Je ne sais plus… Mais il y a eu un moment clé : une des adolescentes m’a demandé de la photographier. On s’est donné rendez-vous quelques jours plus tard. Le jour J, elle s’était préparée pour moi : elle s’était maquillée, elle avait mis une robe léopard… Il était convenu, pour cette résidence, que je ne photographierais pas les visages, mais là, je ne pouvais pas faire autrement.
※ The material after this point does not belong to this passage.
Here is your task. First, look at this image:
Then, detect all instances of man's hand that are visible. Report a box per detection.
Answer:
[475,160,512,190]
Cela aurait été lui faire violence que de ne pas la montrer à visage découvert. À partir de ce moment-là, il m’a paru important de « capter » les visages.

 

Comment en êtes-vous arrivée à ces effets de lumières, de positif-négatif… ?

La lumière à l’hôpital me gênait… Il y avait comme un manque d’ombres. J’avais la sensation que cette lumière crue fouillait l’intimité des ados. En laissant une des photographies en négatif, j’ai réalisé que quelque chose se passait : les scarifications sur les bras sont apparues comme moins dures, elles sont devenues presque décoratives. Ce traitement plastique m’est apparu comme un moyen de saisir les individualités, de révéler des choses invisibles, de basculer du réel au surnaturel.

 

Vos photos ne sont pas accompagnées de légendes. Or, on a parfois envie de connaître les maux des adolescents.
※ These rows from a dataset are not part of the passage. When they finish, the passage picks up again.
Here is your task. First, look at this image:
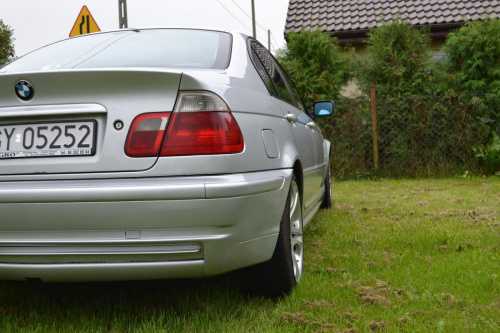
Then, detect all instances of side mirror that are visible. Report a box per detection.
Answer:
[314,101,335,118]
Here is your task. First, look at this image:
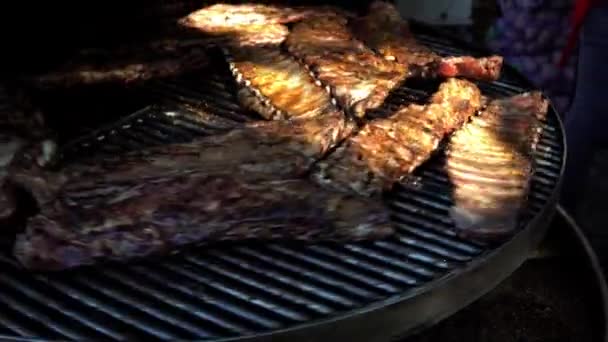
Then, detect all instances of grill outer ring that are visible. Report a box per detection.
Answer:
[0,22,566,341]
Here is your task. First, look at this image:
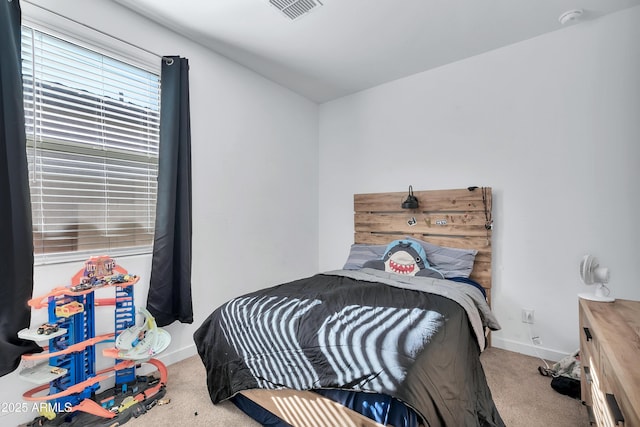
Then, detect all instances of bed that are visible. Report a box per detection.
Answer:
[194,187,504,427]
Cette exposition ne parle pas de maladies, mais de l’adolescence, de la construction des corps et des individualités, du rapport à l’autre. J’ai recueilli des morceaux de phrases, écrit un poème, Guillaume a écrit un texte analytique, mais je n’ai pas souhaité de légendes. Je ne voulais pas que les adolescents soient associés à une pathologie. Le texte est présent, mais pas pour illustrer les images, il leur fait échos et crée du lien entre elles.

 

Quelles impressions entendues par le public vous touchent le plus ?

« Ça m’a touché », « J’ai retrouvé quelqu’un dans vos photos »…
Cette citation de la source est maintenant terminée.